Base normativa e precedentes
- Art. 14, CF/88 — disciplina o sufrágio e as modalidades de alistamento e exercício do voto, incluindo a possibilidade de estabelecer hipóteses de perda do direito de sufrágio.
- Princípio da anualidade eleitoral — princípio consagrado na doutrina e na jurisprudência eleitoral que veda mudanças às regras eleitorais no intervalo de um ano antes do pleito, por motivos de legitimidade democrática e segurança jurídica.
- Normas e práticas da Justiça Eleitoral — portarias e resoluções do TSE que regulam alistamento e instalação de seções em unidades prisionais e operações de votação para internos (jurisprudência consolidada do tribunal sobre facilitação do voto a não condenados).
- Leis infraconstitucionais pertinentes — (mencionada) Lei Antifacção (nome adotado pela fonte); demais regras eleitorais refundidas na legislação eleitoral vigente/Resoluções TSE aplicáveis.
Impacto prático
- Para advogados de defesa criminal e defensoria pública: é imperativo verificar, no caso concreto, se o cliente possui título eleitoral regular e se houve pedido de votação dentro do prazo; a decisão do TSE abre janela limitada para garantir participação dos clientes no pleito de 2026.
- Para juízes e cartórios eleitorais: a suspensão exige coordenação operacional para manter procedimentos já adotados (alistamento, transferência e logística de seções em estabelecimentos penais) e assegurar o respeito a prazos processuais e de segurança.
- Para poderes legislativo e Executivo: a decisão preserva o status quo para 2026, mas deixa clara a possibilidade de futura alteração definitiva pela interpretação do STF sobre a constitucionalidade da Lei Antifacção.
- Para organizações de direitos humanos e sociedade civil: a decisão é provisória; campanhas de informação e de facilitação documental continuam sendo necessárias para ampliar a efetividade do direito de voto entre presos provisórios e adolescentes internados.
- Para o eleitor preso ou internado: apenas quem já estava com matrícula eleitoral regular e requereu o exercício do voto dentro do prazo poderá participar em 2026; ausências de documentação ou de estrutura de votação continuam a ser obstáculos concretos.
O que observar
- Recurso ao Supremo: as ações que questionam a Lei Antifacção já tramitam no STF; o julgamento definitivo ali poderá manter, restringir ou declarar inconstitucional a vedação geral ao voto de presos provisórios.

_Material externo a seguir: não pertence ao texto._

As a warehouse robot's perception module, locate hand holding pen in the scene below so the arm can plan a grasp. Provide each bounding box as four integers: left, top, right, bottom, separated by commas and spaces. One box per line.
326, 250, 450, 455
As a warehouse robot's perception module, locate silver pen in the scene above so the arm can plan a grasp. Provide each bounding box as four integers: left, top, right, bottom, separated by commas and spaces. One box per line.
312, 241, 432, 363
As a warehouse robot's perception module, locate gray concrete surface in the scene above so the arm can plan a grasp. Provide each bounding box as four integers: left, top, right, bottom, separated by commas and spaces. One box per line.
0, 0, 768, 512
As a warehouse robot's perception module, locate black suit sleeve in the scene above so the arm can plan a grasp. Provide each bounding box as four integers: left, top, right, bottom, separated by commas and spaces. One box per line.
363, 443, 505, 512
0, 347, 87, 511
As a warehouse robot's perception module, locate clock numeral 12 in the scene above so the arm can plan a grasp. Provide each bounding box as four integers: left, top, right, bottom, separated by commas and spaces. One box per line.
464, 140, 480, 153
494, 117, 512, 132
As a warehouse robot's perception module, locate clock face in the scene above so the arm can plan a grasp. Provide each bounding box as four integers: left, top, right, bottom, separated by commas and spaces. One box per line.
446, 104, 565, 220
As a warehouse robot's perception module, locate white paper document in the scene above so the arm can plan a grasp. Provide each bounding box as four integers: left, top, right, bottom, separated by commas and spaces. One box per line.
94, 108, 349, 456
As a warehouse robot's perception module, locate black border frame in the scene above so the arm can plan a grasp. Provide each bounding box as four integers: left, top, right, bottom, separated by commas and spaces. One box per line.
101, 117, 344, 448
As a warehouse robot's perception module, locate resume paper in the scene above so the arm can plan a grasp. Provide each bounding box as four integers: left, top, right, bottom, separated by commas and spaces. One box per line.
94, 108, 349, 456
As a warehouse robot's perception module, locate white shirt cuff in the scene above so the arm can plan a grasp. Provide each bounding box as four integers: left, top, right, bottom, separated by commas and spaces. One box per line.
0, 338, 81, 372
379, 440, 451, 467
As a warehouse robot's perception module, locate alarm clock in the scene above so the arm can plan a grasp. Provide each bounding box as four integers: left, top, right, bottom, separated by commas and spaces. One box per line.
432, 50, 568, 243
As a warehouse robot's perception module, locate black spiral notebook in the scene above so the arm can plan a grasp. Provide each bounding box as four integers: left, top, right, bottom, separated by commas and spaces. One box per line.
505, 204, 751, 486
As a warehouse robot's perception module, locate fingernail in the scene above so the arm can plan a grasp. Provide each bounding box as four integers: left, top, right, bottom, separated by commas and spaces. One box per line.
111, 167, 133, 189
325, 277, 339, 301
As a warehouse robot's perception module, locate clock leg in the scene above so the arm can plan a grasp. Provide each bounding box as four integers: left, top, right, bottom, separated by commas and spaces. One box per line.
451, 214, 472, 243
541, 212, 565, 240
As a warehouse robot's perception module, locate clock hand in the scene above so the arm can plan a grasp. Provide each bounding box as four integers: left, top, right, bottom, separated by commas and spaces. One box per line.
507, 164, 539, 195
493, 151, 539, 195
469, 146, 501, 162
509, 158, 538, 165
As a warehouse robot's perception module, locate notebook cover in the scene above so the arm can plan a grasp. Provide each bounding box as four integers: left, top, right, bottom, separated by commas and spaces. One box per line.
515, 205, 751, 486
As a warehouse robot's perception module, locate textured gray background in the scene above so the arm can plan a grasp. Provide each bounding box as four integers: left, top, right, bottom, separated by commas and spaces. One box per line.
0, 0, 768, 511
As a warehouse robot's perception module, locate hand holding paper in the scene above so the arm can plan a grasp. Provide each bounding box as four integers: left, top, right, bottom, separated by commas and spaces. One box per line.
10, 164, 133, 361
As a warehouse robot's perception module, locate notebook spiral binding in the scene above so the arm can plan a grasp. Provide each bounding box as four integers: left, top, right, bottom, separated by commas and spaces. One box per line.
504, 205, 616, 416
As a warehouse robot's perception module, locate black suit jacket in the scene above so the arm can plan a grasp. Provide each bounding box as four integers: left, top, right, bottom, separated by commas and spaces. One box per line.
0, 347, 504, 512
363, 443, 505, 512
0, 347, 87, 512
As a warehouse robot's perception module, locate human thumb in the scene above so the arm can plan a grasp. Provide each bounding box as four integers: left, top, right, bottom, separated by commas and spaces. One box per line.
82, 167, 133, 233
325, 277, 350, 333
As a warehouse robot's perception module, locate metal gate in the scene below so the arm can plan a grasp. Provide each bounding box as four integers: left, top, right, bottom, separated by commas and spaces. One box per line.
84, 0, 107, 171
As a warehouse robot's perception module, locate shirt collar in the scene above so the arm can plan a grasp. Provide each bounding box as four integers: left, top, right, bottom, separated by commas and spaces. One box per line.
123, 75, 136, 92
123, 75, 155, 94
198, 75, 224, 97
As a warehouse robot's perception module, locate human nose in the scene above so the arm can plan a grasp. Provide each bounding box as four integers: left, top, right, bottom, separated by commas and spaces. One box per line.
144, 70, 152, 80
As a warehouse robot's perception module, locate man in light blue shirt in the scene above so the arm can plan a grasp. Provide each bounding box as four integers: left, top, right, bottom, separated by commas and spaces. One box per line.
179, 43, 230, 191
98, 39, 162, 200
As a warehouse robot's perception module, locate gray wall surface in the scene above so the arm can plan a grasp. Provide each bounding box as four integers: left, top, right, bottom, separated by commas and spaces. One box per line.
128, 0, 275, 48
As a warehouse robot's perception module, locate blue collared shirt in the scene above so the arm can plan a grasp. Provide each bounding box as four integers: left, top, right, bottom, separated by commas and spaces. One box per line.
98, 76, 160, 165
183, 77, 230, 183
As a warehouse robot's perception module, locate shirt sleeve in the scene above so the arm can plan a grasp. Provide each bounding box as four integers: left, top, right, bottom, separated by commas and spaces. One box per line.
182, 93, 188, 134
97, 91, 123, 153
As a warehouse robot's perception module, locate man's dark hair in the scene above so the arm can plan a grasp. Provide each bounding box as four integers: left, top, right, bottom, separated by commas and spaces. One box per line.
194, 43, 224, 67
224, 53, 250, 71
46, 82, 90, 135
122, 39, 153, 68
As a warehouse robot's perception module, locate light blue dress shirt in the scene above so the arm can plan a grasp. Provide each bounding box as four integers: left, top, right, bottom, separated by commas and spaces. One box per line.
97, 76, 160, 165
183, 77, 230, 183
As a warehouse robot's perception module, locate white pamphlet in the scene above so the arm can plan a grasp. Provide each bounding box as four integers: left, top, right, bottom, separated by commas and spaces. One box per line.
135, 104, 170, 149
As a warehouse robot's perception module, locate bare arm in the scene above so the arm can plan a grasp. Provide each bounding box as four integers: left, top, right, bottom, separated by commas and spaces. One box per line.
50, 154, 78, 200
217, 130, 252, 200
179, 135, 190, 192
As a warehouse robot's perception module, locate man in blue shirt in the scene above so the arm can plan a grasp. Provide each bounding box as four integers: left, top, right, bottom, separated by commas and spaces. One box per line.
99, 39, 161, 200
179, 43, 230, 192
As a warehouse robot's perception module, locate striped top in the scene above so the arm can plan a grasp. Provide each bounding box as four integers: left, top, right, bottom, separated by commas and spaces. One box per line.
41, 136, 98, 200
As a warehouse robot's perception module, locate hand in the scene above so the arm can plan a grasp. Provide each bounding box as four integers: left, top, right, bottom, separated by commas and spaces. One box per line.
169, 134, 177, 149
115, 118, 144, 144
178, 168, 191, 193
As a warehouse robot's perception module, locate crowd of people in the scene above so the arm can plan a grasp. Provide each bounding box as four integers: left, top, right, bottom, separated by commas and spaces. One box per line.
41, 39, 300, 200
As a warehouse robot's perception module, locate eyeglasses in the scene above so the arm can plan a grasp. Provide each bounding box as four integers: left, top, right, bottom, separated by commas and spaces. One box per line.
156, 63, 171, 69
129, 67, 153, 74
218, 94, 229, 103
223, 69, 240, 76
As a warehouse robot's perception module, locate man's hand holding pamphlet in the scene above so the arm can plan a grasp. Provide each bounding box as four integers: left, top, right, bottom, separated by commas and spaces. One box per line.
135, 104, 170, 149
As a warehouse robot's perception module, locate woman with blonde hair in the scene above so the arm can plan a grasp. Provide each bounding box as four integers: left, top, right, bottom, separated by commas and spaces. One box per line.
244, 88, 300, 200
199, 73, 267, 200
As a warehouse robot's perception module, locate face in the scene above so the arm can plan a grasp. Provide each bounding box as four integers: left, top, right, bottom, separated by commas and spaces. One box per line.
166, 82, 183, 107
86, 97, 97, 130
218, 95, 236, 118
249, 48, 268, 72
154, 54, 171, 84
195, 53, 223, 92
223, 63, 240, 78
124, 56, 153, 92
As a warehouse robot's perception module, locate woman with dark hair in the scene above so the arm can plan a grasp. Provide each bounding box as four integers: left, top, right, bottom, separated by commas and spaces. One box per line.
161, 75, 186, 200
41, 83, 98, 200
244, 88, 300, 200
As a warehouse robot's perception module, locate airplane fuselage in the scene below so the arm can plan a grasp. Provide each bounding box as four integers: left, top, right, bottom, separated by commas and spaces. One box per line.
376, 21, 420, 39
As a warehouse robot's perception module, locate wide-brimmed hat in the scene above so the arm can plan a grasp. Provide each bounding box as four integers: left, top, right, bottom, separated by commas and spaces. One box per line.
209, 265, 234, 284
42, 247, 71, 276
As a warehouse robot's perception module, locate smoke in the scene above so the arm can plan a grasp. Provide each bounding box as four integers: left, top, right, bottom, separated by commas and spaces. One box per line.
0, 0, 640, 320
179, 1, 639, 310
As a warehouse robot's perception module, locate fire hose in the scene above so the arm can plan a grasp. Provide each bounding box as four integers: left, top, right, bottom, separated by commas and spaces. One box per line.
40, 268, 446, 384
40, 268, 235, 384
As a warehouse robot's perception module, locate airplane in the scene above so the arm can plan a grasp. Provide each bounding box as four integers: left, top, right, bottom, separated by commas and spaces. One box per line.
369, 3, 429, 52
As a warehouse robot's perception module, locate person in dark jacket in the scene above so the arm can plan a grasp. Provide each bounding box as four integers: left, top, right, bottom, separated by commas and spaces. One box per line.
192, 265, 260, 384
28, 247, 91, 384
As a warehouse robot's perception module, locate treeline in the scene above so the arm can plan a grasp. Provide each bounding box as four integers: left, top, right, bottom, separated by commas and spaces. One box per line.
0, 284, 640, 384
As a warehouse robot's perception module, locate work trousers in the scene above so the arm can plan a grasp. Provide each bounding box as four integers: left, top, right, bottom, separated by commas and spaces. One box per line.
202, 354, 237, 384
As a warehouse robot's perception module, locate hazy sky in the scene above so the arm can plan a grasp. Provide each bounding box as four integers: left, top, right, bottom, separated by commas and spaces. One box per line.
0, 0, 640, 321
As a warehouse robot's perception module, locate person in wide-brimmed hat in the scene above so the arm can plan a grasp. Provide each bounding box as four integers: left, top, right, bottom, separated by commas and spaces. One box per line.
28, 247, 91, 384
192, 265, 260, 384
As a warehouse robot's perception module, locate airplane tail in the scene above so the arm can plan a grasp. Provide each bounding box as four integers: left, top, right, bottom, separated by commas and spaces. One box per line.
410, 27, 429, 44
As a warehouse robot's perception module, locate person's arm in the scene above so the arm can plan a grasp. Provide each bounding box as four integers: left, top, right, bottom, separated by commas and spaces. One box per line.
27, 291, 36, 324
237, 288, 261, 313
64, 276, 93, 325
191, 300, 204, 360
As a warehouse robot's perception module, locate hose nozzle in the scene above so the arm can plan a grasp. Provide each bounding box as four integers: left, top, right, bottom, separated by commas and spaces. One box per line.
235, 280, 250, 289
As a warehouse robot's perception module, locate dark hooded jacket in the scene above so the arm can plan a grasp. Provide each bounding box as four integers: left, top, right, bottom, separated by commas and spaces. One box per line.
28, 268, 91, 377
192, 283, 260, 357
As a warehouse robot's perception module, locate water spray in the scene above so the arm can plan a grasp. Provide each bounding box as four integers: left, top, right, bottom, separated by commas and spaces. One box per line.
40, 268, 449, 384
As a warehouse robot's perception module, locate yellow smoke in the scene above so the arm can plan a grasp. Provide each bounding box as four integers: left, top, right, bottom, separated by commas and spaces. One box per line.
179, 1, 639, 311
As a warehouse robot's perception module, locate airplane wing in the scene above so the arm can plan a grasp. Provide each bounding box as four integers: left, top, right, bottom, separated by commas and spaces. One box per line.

A decisão do TSE só tem caráter cautelar e temporário.
- Modulação de efeitos: caso o STF confirme a constitucionalidade da vedação, é previsível discussão sobre modulação temporal dos efeitos da decisão para evitar efeitos retroativos sobre eleições já realizadas.
- Riscos operacionais e de litigância: a suspensão abre margem para demandas individuais e coletivas sobre acesso ao voto, documentação e instalações; defensores públicos e OAB poderão promover ações de tutela para assegurar alistamento e votação.
- Política legislativa e técnica: a norma que estende a vedação altera sensivelmente a política de inclusão eleitoral; legisladores e operadores jurídicos devem avaliar compatibilidade com garantias constitucionais, proporcionalidade e medidas menos gravosas para atender a imperativos de segurança pública sem cercear direitos políticos.
Conclusivamente, a decisão do TSE preserva, por ora, o exercício do voto de presos provisórios e adolescentes internados na eleição de 2026, mas não encerra a disputa constitucional sobre o tema. A questão combina técnica eleitoral (anualidade, regulamento do pleito) com garantias fundamentais (sufrágio, presunção de inocência) e permanecerá no foco de contencioso até que o STF profira decisão de mérito ou o legislador reveja a disciplina.